The biggest peril of education is that it teaches you that there is a lot that you don't know. Leaving home at the age of 16 of course had its advantages. I probably know the bathroom proclivities of Jenna Jameson and Chasy Lane like no other in this great world of ours. But I fear that this single minded pursuit of mine has rather blinded myself to the pursuits of the higher arts. The arts in which instead of putting in coins in a slot and waiting for a glass panel to open, you actually get to sit in a chair and clap.

To make amends to that oversight, I picked up "Understanding Drama" as one of my subjects. Of great interest i have found it to be. A pleasant surprise was to find nestled in between Macbeth and Arms and the man was the play Ghashiram Kotwal , by Vijay Tendulkar .

Vijay Tendulakr has written a huge load of literature of which some of his most famous plays are "Sakharam binder" and "Kanyadan". Girish karnard actually commented on his play "Shantata! Court Chalu Ahe!" as "the best play written in the last thousand years". How do you top something like that?

The play Ghashiram Kotwal debated in 1972 and was played at the Bharat Natya Mandir at Pune. It actually ran for 19 performances after which it was banned because it was perceived as Anti-Brahmin and showed Nana Phadnavis (the Prime minister of the Peshwa) in a bad light. Sounds like things haven't changed much since then.

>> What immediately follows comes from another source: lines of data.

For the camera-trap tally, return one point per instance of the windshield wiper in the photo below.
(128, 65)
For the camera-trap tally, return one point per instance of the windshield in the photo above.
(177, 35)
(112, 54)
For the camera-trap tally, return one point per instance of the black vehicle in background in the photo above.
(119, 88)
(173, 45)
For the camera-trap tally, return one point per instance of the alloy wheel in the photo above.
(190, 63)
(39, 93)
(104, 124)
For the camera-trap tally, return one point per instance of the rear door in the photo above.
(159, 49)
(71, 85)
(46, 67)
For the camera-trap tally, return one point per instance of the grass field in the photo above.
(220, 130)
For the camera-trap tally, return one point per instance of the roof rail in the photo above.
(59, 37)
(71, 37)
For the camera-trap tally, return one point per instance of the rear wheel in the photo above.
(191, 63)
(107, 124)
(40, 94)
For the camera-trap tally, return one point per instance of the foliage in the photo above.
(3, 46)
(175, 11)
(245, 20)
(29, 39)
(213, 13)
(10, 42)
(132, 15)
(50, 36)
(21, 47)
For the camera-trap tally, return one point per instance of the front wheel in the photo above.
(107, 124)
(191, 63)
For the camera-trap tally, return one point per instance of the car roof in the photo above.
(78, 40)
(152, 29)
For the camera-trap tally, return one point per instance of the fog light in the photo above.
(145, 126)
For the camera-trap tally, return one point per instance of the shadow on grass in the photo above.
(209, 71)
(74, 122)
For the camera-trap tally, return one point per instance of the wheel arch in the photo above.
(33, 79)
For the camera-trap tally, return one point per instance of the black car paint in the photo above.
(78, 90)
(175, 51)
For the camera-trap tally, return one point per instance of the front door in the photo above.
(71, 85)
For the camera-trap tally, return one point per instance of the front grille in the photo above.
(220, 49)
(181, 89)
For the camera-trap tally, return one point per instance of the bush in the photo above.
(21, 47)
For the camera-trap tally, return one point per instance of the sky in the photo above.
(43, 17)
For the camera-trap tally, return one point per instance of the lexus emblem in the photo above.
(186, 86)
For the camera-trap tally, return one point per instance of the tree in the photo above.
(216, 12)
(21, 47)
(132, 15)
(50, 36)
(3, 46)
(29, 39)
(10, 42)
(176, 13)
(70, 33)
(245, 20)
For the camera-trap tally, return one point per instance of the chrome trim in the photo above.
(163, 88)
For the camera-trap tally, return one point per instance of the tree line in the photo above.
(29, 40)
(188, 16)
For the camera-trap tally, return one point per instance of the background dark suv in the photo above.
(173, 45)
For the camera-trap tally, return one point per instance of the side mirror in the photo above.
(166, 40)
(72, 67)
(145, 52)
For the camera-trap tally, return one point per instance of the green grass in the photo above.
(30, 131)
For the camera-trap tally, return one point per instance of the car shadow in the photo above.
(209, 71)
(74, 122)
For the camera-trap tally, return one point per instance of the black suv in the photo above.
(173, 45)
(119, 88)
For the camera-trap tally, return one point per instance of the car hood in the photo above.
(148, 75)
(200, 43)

The play revolves around a North Indian Brahmin called Ghasiram who comes to Pune to make his fortune. But is falsely implicated as a thief by the Brahmins and thus decides to make pune a "city fit for dogs". To do that, he rather callously barters his underage daughter Gauri to the lustful Nana Phadnavis, in exchange for becoming the Kotwal of Pune. He then unleashes a reign of terror on the city and its Brahmins. These includes pulling off the nails of people and then chopping off their hands. Pretty gruesome.
Ghasirams downfall begins when gauri goes missing. When he confronts nana about his daughters whereabouts, he comes to know that she passed away when she had gone to the midwife. A distraught Ghasiram then Packs up thirty Brahmins in a cell which results in the death of about twenty of them. When peshwa gets the news of this, the wily politican Nana, dumps the kotwal to the crowd.

Tendulkar has used the "Tamasha" Genre in the play so you have a lot of singing and dancing used here to good effect. For example, we actually have the "abhangas" (devotional songs) mixed in with the "Lavnis" (Love songs). These actually highlight the moral corruption of the Brahmins as they try to hide their lust behind the respectability of religion. The use of the Tamasha also ensures the presence of some colourful language. For example, when they are talking about the barter of Gauri for the kotwal-ship, Nana says,
"You bastard. you have got me stuck in a narrow pass."
to this Ghasiram replies, "Yes the narrow pass of my daughters."

Also the use of the "Sutradhar" or narrator and the human wall of 12 brahmins as a curtain are some very interesting adaptations used for the theater. This actualy means that this play can be performed anywhere from the NCPA in mumbai to the Ram-lila ground in nagpur.

Sadly I have yet to see the play. It is very sad. Hence the use of the word "sadly". I think it is immensely sad that there are so many neat things to do out there and see for ourself that there is no possible way that we could ever do even a minuscule fraction of them. I think there is something poetically sad about that. Why I wonder, do people like Vijay tendulkar not come out of "pop up windows" demanding my credit card information, with the same frequency as Jenna Jameson?